EUROPE needs an elected president with a democratic mandate to drive sweeping reforms and give the EU leadership standing on the world stage, Tony Blair says.

THE former British prime minister warned yesterday that the European Union risked losing out to the economic and military might of China, Brazil and India.

The popular consent enjoyed by a directly elected president of Europe — chosen by an electorate of more than 386 million from 27 countries — would give the EU clear leadership and enormous authority on the world stage, Mr Blair said. The post would represent a seismic development in the 50-year history of the EU and pave the way for sweeping economic reforms, including collaboration over tax policies.

“The rationale for Europe today is about power, not peace,” Mr Blair told The Times of London in an interview to mark the publication of the paperback edition of his autobiography.

Mr Blair set out five areas where the EU should forge closer links to “make us more powerful as a unit”: tax policy and fundamental reform of the social model; completion of the single market; forging a common energy policy; a common defence policy; and a common immigration and organised crime policy.

The former Labour leader also said the success of the Arab Spring was hanging in the balance and the West should prepare a massive and enduring economic support package akin to the European Marshall Plan of 1948 for states that embraced democracy. The Gaddafi regime was crumbling, but the allies faced a big task to rebuild Libya.

He said Labour leader Ed Miliband should embrace entrepreneurs and enterprise, be sceptical of the “Blue Labour” embrace of nostalgia and avoid the temptation to move the party to the Left.

Deputy Prime Minister Nick Clegg, leader of the Liberal Democrats, “seems a perfectly nice guy”, but there was a question about the durability of the ruling coalition with Conservatives, Mr Blair said.
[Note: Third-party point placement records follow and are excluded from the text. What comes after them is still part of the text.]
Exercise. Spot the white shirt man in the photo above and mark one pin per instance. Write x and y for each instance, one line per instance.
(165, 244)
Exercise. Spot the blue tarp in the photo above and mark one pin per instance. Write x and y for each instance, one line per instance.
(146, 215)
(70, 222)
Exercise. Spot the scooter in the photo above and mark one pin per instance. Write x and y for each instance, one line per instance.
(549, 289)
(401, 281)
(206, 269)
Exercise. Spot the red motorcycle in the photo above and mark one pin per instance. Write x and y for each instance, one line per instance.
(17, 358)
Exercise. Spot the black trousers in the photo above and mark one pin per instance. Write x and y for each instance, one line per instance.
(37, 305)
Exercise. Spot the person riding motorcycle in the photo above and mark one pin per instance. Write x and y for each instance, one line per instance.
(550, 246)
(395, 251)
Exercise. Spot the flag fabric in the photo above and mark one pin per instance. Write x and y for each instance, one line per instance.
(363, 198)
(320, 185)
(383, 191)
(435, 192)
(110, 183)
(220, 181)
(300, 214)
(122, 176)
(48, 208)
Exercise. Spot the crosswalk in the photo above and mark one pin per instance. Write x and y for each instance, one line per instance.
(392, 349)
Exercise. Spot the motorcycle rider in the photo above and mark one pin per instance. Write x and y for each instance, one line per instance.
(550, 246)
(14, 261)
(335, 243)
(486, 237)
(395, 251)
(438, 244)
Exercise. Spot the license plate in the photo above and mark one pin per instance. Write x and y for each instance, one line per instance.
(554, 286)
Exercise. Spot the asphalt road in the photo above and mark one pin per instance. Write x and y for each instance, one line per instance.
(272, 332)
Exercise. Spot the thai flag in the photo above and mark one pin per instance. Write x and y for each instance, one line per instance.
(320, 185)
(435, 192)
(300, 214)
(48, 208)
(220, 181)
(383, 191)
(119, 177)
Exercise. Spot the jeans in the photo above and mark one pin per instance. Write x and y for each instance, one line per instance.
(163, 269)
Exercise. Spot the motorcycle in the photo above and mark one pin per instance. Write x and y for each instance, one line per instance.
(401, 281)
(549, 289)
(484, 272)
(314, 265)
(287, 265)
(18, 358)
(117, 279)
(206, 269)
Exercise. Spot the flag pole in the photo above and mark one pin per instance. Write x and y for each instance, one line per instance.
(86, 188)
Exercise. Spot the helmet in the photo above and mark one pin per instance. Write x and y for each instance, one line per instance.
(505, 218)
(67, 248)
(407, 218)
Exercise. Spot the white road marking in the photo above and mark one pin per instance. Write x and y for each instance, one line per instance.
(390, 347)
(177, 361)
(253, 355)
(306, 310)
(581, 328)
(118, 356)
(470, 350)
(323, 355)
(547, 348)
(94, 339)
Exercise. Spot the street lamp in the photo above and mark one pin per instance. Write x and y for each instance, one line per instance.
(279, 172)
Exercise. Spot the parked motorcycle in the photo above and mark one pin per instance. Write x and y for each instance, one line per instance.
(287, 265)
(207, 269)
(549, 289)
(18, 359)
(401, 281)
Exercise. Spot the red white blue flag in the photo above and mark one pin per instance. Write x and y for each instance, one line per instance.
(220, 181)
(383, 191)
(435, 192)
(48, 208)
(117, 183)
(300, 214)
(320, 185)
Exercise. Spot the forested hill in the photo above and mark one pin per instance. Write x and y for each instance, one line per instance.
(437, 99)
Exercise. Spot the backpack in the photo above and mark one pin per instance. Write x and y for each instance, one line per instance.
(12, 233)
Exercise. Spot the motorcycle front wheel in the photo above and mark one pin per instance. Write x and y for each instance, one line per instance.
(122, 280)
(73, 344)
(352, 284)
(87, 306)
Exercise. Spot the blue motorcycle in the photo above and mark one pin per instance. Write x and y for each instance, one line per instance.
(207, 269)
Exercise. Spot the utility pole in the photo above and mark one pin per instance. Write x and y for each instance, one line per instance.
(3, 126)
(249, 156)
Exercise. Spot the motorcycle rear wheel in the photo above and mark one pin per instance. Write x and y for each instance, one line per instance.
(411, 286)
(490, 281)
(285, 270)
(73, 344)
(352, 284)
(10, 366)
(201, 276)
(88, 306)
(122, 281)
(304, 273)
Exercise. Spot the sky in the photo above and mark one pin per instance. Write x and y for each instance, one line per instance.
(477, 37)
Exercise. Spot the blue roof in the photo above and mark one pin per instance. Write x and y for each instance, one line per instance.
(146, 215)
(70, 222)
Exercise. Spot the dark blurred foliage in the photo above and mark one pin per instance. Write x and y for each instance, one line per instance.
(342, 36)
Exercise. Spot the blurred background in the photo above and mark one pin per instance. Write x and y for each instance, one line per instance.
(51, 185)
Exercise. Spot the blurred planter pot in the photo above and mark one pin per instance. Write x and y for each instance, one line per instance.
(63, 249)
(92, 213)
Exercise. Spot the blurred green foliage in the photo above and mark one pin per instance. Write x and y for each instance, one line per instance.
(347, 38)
“The problem (for the Lib Dems) is that it’s very hard to fight three elections to the Left of Labour and then end up in a Tory government.”

Mr Blair conceded a directly elected EU president had “no chance of being accepted at the present time”. But the British and Europeans needed to wake up to the growing economic powers of countries such as Indonesia, Brazil and China. “We won’t have the weight and influence a country like Britain needs unless we’re part of that European power as well,” he said. “Europe has a fantastic opportunity, but only if it’s prepared to reform and change radically.”

Mr Blair’s proposal would give a European president the largest electoral mandate in the world. At present, there is the President of the European Council, the Belgian Herman Van Rompuy, who was chosen by member governments of the EU. Mr Blair, ironically, was for a long time seen as a candidate for the position.

Mr Blair said voters had little love for the European Parliament, the one democratically elected EU body. Electing a president would give European citizens more of an affinity with the EU, he said.

“For Europe, the crucial thing is to understand that the only way that you will get support for Europe today is not on the basis of a sort of post-war view that the EU is necessary for peace.

“For my children’s generation, that is just a bizarre argument. They don’t see that as a real threat, that European nations will go to war with each other.

“But what they can understand completely is that in a world in particular in which China is going to become the dominant power of the 21st century, it is sensible for Europe to combine together, to use its collective weight in order to achieve influence.

“And the rationale for Europe today therefore is about power, not peace.”